New virus preys on e-mail address books

July 28, 2001

NORMAL — The e-mail seeks your advice, but experts offer this thought: Don't.

An easily spread computer virus dubbed "W32/SirCam" hit the Illinois State University campus and other places this week, but isn't as destructive as the "Melissa" or "I Love You" viruses.

Carla Birckelbaw, ISU's director of computer infrastructure support services, said the virus comes attached to an e-mail letter that asks the recipient to view an attachment and provide advice.

"It looks like it could legitimately be from someone sending you something you need to take a look at," she said. "But our advice is don't look at it."

As with most viruses, Birckelbaw said, simply reading the e-mail message does not infect a computer system. The virus is released when a user double-clicks to open the attachment.

Once that happens, W32/SirCam is sent to everyone in the user's address book. "It's a virus that preys on address books," Birckelbaw said. "It uses the address books on the recipient's computer to replicate itself."

W32/SirCam randomly chooses a document from a user's hard drive and takes that as its attachment, so the attachment has random names that can't be filtered by a server. It also looks more legitimate.

The virus has been "fairly widespread" at ISU, but it has been more annoying than destructive.

"When people have opened it on campus, generally they can't boot up their machine for a while," she said. "But it doesn't delete system files or document files. Everything is recoverable, but it's time-consuming."

Birckelbaw does not know how many ISU computers have been affected by the virus, and university officials do not know where it originated. It showed up Monday night and Tuesday morning, she added.

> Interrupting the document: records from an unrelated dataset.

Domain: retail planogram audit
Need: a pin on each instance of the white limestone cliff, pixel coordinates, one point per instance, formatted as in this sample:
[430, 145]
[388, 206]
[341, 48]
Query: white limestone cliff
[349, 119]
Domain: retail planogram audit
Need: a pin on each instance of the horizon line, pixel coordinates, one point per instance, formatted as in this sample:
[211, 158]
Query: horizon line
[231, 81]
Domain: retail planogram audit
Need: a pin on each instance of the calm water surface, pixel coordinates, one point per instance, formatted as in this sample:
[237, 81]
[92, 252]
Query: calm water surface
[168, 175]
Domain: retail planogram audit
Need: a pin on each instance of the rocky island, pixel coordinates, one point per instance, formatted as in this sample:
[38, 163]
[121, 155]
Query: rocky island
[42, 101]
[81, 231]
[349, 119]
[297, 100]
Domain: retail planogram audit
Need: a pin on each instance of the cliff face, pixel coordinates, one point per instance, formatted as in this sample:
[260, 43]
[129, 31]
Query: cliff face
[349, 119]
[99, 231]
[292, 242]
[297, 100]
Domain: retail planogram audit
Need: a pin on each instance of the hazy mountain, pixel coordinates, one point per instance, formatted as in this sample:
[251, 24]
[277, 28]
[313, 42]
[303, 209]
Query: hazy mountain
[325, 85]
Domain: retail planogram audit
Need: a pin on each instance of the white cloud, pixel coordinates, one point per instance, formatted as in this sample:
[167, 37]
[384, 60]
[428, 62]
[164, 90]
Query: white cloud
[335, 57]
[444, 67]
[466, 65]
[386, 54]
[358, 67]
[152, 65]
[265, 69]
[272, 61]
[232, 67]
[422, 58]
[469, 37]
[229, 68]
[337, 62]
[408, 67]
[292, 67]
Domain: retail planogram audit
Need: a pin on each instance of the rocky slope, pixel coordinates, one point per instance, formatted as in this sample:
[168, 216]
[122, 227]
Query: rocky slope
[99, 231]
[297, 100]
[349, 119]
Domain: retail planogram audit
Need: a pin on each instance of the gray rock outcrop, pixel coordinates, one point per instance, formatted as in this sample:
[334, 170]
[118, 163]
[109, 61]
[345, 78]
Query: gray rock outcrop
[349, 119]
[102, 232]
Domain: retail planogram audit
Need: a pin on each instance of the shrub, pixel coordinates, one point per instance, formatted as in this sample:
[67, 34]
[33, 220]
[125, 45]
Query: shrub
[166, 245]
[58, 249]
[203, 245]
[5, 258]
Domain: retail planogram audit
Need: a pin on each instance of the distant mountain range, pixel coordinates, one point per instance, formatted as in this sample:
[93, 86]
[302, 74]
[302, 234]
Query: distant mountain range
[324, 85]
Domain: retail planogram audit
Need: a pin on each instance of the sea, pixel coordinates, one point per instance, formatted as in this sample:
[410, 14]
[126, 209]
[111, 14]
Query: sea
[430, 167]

All university workers have been provided with virus protection software. As long as they use it correctly and update it when necessary, she said, they will be safe from the virus.

ISU is also using telephones, faxes and its Web site warning center (www.ilstu.edu/alerts) to warn staff against opening suspicious attachments. A message regarding W32/SirCam first was posted Tuesday.

The university expects to have all computers cleared within a week or two.

State Farm Insurance Cos. was warned about the virus July 17 by its software vendors, said spokeswoman Ana Campain-Romero.

Three or four specialists at State Farm started working on it, said Campain-Romero, and by the next day had developed a program to protect the company's computers.

At Country Insurance & Financial Services, "it has knocked on our door, but we have not let it in," said spokeswoman Cathy Oloffson. "Our virus protection has detected it and quarantined it." Computer specialists at Country called it "Code Red," she said.

"I'm told our virus protection has been working overtime," she added. "The number of attempts have doubled, which they (computer specialists) attribute to Code Red."

At Mitsubishi Motor Manufacturing of America, "the systems department was aware of it and made employees aware of it, but we have not seen it," said spokeswoman Krystal Peasley.

E-mail users at The Pantagraph began to see the virus attachment as early as last week but generally have not opened it.